On a similar note, here is an interesting perspective: From capital flow bonanza to financial crash:

To examine the potential links with financial crises of various stripes, we constructed a family of country-specific probabilities. For each of the 64 countries, this implies four unconditional crisis probabilities, that of: default (or restructuring) on external sovereign debt, a currency crash, and a banking crisis. We also constructed the probability of each type of crisis within a window of three years before and after the bonanza year or years, this we refer to as the conditional probability of a crisis.
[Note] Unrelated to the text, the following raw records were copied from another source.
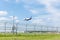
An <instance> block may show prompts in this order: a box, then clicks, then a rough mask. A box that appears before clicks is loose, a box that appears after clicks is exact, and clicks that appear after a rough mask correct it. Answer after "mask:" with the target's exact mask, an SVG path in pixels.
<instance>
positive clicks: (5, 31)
mask: <svg viewBox="0 0 60 40" xmlns="http://www.w3.org/2000/svg"><path fill="white" fill-rule="evenodd" d="M4 24H5V33H6V25H7V22H5V23H4Z"/></svg>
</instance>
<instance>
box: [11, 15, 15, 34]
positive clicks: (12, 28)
mask: <svg viewBox="0 0 60 40" xmlns="http://www.w3.org/2000/svg"><path fill="white" fill-rule="evenodd" d="M14 18H15V16H13V27H12V32H13V34H14V28H15V27H14Z"/></svg>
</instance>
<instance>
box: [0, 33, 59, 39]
mask: <svg viewBox="0 0 60 40" xmlns="http://www.w3.org/2000/svg"><path fill="white" fill-rule="evenodd" d="M0 40H60V34H18V35H9V34H8V35H7V34H6V35H0Z"/></svg>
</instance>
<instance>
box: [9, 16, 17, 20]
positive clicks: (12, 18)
mask: <svg viewBox="0 0 60 40" xmlns="http://www.w3.org/2000/svg"><path fill="white" fill-rule="evenodd" d="M10 18H11V19H12V20H13V16H10ZM14 19H15V20H16V19H18V17H17V16H14Z"/></svg>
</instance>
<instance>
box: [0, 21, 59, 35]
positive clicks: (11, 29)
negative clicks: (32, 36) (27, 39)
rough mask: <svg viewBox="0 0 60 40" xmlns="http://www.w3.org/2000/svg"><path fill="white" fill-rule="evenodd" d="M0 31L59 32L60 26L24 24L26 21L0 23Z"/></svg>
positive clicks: (9, 31) (14, 32) (18, 31)
mask: <svg viewBox="0 0 60 40" xmlns="http://www.w3.org/2000/svg"><path fill="white" fill-rule="evenodd" d="M0 32H1V33H16V34H17V33H22V32H23V33H26V32H29V33H30V32H37V33H38V32H60V27H51V26H50V27H49V26H46V25H40V24H37V25H36V24H26V23H15V24H14V25H13V23H7V22H5V23H4V22H3V23H2V22H1V23H0Z"/></svg>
If capital flow bonanzas make countries more crises prone, the conditional probability should be greater than the unconditional probability of a crisis.

For the full sample, the probability of any of the three varieties of crises conditional on a capital flow bonanza is significantly higher than the unconditional probability. Put differently, the incidence of a financial crisis is higher around a capital inflow bonanza. However, separating the high income countries from the rest qualifies the general result. As for the high income group, there are no systematic differences between the conditional and unconditional probabilities in the aggregate, although there are numerous country cases where the crisis probabilities increase markedly around a capital flow bonanza episode.

For sovereign defaults, less than half the countries (42%) record an increase in default probabilities around capital flow bonanzas. (Here, it is important to recall that about one-third of the countries in the sample are high income.) In two-thirds of the countries the likelihood of a currency crash is significantly higher around capital flow bonanzas in about 61% of the countries the probability of a banking crises is higher around capital flow bonanzas.

Most emerging market economies have thus far been relatively immune to the slowdown in the US. Many are basking in the economic warmth provided by high commodity prices and low borrowing costs. If the pattern of the past few decades holds true, however, those countries may be facing a darkening future.